# C drive filled by ”Mobile Downloads.lrdata” folder



## chrishowe (Oct 24, 2019)

So having been using LR Cloud for 7 months, and then realizing that I needed some “Classic” features (like Print!), I am still progressing my reverse backup of my 69,000 images in the Adobe Cloud, back to a new “Classic” catalogue, syncing to a NAS(K) drive.  That’s been going on for a few weeks, and then the motherboard burned out!  Anyway desktop PC is back with new board, and I recommenced the sync back to ”Classic” - but suddenly I get an error message “C drive full” (weird as I had replaced a 250Gb C drive with a 1Tb drive only a month or two back) - Investigation reveals that a folder called “Mobile Downloads.lrdata” is filling up most of the C drive with 703Gb of data!!!  Why would it do that when I have my images in the cloud? Anyway I seem to have no choice but to delete that folder with 40,000 items in it.  PC tells me about 14 hours to go on that - any thoughts on all this ?


----------



## Victoria Bampton (Oct 24, 2019)

chrishowe said:


> would it do that when I have my images in the cloud?


Because Classic is a desktop-focused app, not a cloud client. It works off local folders, not the cloud.

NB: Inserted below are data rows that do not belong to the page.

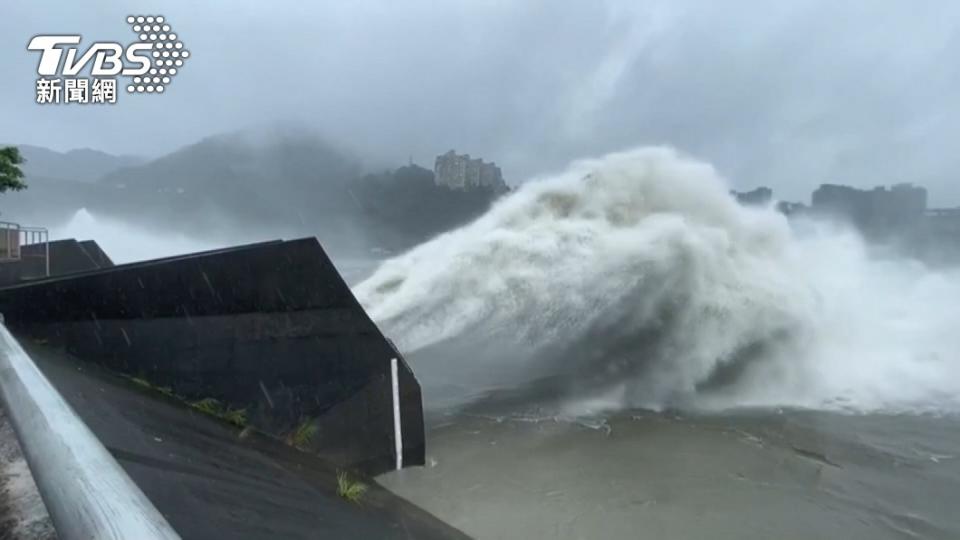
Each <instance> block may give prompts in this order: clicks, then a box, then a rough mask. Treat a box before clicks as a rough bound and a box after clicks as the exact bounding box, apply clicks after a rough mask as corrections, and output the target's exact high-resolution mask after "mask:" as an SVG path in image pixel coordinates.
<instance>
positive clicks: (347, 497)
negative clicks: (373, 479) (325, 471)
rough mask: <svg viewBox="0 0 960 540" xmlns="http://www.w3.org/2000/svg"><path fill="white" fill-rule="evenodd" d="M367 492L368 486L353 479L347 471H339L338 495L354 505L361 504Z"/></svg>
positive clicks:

Because Classic's designed to be your primary photo archive, when it finds photos you've added to the cloud, it pulls them down into its own folder-based repository. You can pick a custom location in Preferences, so they don't have to remain in Mobile Downloads.lrdata, but Classic will always require its own local copy of the photos.


----------



## chrishowe (Oct 24, 2019)

When you say a local copy of the photos, do you mean local on the C drive, in addition to all the copies (proper DNG images) that it is loading on my NAS drive? I had set in preferences for it to sync to the NAS.


----------



## Victoria Bampton (Oct 24, 2019)

They can be on the NAS, that's fine. But they can't be the copy managed by the cloudy app, if you're using that on the same computer.


----------



## chrishowe (Oct 29, 2019)

I have now given up attempts to back sync from Cloudy to Classic


----------



## Victoria Bampton (Oct 31, 2019)

That's probably best for your sanity


----------